Sitting with your own pain so that you can hold space for others to do the same is one of the qualities of a truly authentic yoga teacher.
Everyone who has ever been on one of my yoga teacher trainings will probably have run into some old, unresolved and painful emotions at some point. In fact, most teacher training courses (especially the intensives) will tell you beforehand that this is likely to happen.
My take on it is that a yoga teacher training course should be designed to help you meet your deepest emotions. That it is even something to look forward to! Why? Because traditionally yoga is a path to wake up to your true Self. The only way you are ever going to evolve on that path is by pausing… feeling… being… and meeting those parts of yourself that you have been suppressing, so that you can become whole again.
Holding the space
Encouraging your trainees to sit and hold the space for their own pain (so that eventually they will be able to do that for their own students) is one of the biggest gifts you can give your teacher trainees. And it is one of the biggest gifts you can receive as a student. You will become a wise, compassionate sought-after teacher, because yoga students will feel this intuitively and seek you out.
When you can sit with your own pain and emotional issues, without being afraid or holding back, and you have seen and understood your own deeper mind, you are no longer afraid or uncomfortable to sit with someone else who is trying to do the same. In my opinion, this is a quality that for a teacher, is just as important as learning about anatomy to prevent physical injuries.
I feel strongly that any yoga teacher interested in helping people to become stronger, more relaxed and free, as well as to help advance them on their spiritual path, should embody this quality of being able to be with themselves and others in pain. To watch and witness without judgment and with compassion.
Don’t try to ‘fix’ anything
As a teacher trainee you need to be open to looking at your own unresolved issues, feeling the pain without trying to ‘fix’ anything. Simply being with the pure raw emotions and the physical sensations that you experience in your body, without getting caught up in the stories.
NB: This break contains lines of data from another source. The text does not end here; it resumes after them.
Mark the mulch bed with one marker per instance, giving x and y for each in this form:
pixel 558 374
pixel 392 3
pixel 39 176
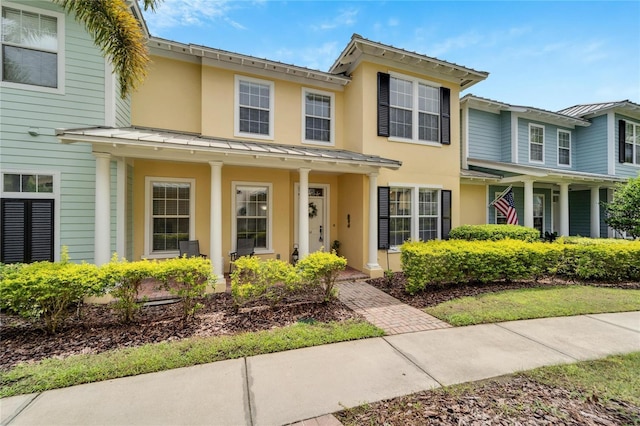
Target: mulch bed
pixel 504 401
pixel 98 328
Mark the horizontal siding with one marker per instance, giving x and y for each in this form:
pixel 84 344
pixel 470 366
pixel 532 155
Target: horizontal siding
pixel 591 147
pixel 484 135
The stories can get complicated and messy and re-traumatize you. But you can learn to stay present in the moment, with your breath, while sitting with the physical feelings, giving them space and being compassionate towards what it is you are experiencing. Eventually you will integrate these feelings and deal with them constructively. This will be a huge relief, and it will make you feel whole again. Then, you have something real to give to your students!
Don’t be mistaken – your students will sense whether you are capable of sitting with your own pain and thus theirs. When students intuitively feel you can’t be that person for them they most likely won’t go down that path, they’ll feel unsafe with you. This way students will be missing out on a lot.
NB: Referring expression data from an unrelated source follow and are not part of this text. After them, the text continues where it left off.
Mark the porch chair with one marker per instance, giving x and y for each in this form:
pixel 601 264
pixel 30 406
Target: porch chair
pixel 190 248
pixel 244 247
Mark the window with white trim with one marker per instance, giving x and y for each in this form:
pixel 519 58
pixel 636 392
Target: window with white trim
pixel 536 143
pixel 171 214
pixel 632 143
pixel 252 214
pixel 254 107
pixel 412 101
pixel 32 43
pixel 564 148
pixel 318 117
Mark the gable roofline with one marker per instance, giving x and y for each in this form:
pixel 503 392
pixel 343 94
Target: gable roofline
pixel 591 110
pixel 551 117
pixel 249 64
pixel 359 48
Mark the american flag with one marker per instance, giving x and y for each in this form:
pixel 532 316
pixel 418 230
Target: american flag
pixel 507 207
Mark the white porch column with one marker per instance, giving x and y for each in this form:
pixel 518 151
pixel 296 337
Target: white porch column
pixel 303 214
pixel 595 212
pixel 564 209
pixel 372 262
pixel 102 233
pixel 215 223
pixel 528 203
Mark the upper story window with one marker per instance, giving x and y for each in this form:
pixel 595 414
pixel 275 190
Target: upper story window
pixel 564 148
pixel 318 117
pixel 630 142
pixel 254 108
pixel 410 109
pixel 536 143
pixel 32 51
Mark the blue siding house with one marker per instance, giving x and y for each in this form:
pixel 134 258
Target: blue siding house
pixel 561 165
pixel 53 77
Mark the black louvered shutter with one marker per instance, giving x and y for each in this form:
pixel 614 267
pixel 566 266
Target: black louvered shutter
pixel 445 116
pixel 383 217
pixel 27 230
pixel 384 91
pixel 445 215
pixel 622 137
The intuitive ‘knowing’ that they are with someone who can provide that space for them to slowly unwind and allow their vulnerability to arise when it’s their time to let go of old stuff, will help them slowly integrate all their different, repressed parts. When they start to feel whole again they’ll tap into an effortless happiness that has always been there (it was just covered up). Isn’t that what we all want?
Make your class a safe space
So, the most important work for you as a yoga teacher is to transform the class you teach into a “safe place”. A safe place for your students to explore their body, mind and emotions. I believe that the underlying energy and message in a yoga class should be that everything is allowed to be there. Of course, you can say that as a teacher, but if you don’t know what that really means (i.e. you haven’t done the work yourself), the words are empty and meaningless and your students will feel that on a deeper level.
Please note, there is a significant difference between holding the space for someone, or a group of people, and the need to solve people’s problems. That is something you shouldn’t need to do – and moreover may not be qualified to do.
Please note, there is a significant difference between holding the space for someone, or a group of people, and the need to solve people’s problems.
I believe it’s actually much more powerful to just listen, be there and hold that space, perhaps asking some open questions so students can have their own insights and find their own solutions when and if it’s their time. But when your aim as a teacher is to try and fix things instead of just being with them, in essence what you’re saying is: “make it go away please”, which is exactly the opposite of the message that it’s ok to feel as you feel.
Face up to feeling
Of course, you may meet the occasional student that needs more help. In this case, it’s helpful to know a specialist beforehand that you trust and can refer them to, if necessary. The same goes for physical issues of course.
One of the most important things I’ve learned is to stop being afraid of feeling. Start being curious and interested in your emotional life. Not the stories that you attach to it, but the pure, raw emotions and the physical sensations that belong to it.
By looking openly and honestly at your own emotional issues and learning to hold the space for others to do the same means you’ll be better equipped to begin the journey of becoming a heartfelt, wise, authentic yoga teacher for your future students.